After three days of head winds and grey cold days, we were then confronted with no wind at all! Due to low fuel reserves we decided to divert to La Coruna. Our position is 43:22:05N 08:23:84W


As we reached a position some 40 miles north of La Coruna, the sun came out and so did the Northerly winds. Hooray. We then had a stunning downwind sail. As we neared land, some 10nm off, this wind increased from a gentle 20 to 25 knots up to 30 to 35 knot North  Easterly increasing to 35 to 40 knots,  with the odd gust over 45 knots. By this time we even had a reef in the burgee, but were still managing 8.5 knots as we surfed along on the big Atlantic swell. On the final 3 nm approach to the harbour we were on a broad reach and getting soaked by the waves breaking on the port beam. As is always the case, this was the first time in four days I was not wearing foul weather gear……………….I should know by now, not to be fooled by the sunshine.

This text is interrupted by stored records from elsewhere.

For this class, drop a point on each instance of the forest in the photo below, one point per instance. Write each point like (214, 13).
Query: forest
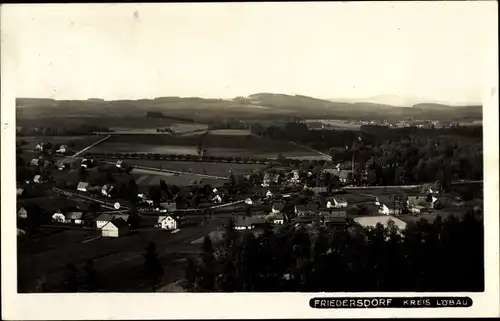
(443, 255)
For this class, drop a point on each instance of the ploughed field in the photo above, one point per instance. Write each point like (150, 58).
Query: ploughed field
(215, 145)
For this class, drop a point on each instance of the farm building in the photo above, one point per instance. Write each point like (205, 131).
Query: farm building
(87, 163)
(337, 218)
(277, 219)
(277, 208)
(105, 218)
(217, 199)
(372, 221)
(115, 228)
(22, 213)
(83, 186)
(108, 190)
(58, 217)
(213, 182)
(70, 216)
(62, 149)
(40, 179)
(337, 202)
(39, 147)
(270, 179)
(307, 209)
(66, 164)
(35, 162)
(170, 222)
(390, 205)
(248, 223)
(74, 218)
(345, 176)
(170, 207)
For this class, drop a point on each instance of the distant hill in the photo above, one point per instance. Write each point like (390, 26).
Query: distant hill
(255, 106)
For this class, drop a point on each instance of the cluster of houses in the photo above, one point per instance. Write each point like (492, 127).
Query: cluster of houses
(60, 149)
(111, 224)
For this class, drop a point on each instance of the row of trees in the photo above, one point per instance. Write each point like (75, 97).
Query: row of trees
(83, 129)
(181, 157)
(375, 259)
(396, 155)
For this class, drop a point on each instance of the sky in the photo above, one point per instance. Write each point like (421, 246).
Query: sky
(429, 50)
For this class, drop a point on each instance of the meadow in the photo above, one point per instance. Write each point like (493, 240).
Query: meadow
(215, 145)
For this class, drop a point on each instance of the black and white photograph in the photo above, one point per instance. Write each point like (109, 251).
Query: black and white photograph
(274, 148)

The marina here has been improved no end over the last two years, but the toilets and washing facilities are still well below par and a half mile walk from this end of the marina! Thank goodness for holding tanks. The picture shows us moored up. We are the boat on the right!! The one on the left is 120 feet long, weighs 75 tonnes and has exactly the same sail plan that we have, including an in boom reefing system. So the skipper of this boat and I were exchanging experiences on the joys of reefing in boom systems. This boat is named  “Alarife”. It will be leaving here for Falmouth on Friday, and a week later will be visiting Dartmouth, before heading off to Ireland and then the Western Isles of Scotland. That said, they draw 4.5 metres, so there are very few anchorages in Scotland that can accommodate them.

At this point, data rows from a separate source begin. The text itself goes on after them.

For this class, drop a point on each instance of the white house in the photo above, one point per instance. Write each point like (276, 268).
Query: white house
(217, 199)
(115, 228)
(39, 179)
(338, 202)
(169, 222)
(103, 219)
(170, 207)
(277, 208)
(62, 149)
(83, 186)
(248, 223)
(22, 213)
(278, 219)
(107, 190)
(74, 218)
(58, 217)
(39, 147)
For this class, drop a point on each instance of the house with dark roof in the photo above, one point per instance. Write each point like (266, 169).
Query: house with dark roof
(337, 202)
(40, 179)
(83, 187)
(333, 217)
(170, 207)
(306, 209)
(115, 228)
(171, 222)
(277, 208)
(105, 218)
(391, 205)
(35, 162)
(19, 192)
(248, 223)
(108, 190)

After some 12 hours sleep last night, we have had a very productive and satisfying day, just tidying the boat, restowing things and generally getting sorted out. Having eaten out last night on a large Sea  Bass, we are dining in tonight on some Devon Filet Steak.


The plan now is to refuel first thing tomorrow (the fuel berth here is a real B*%$£”d to manuvoure into and even more challenging to get out), then head off around Finisterre. Then south. Either to Ria Muros or maybe all the way to Bayona. That said crew may well mutiny if I suggest another night sail just yet, as Bayona is around 120nm from here. WE might even get around to anchoring in the small Ria just south of Finisterre, next to the village of the same name.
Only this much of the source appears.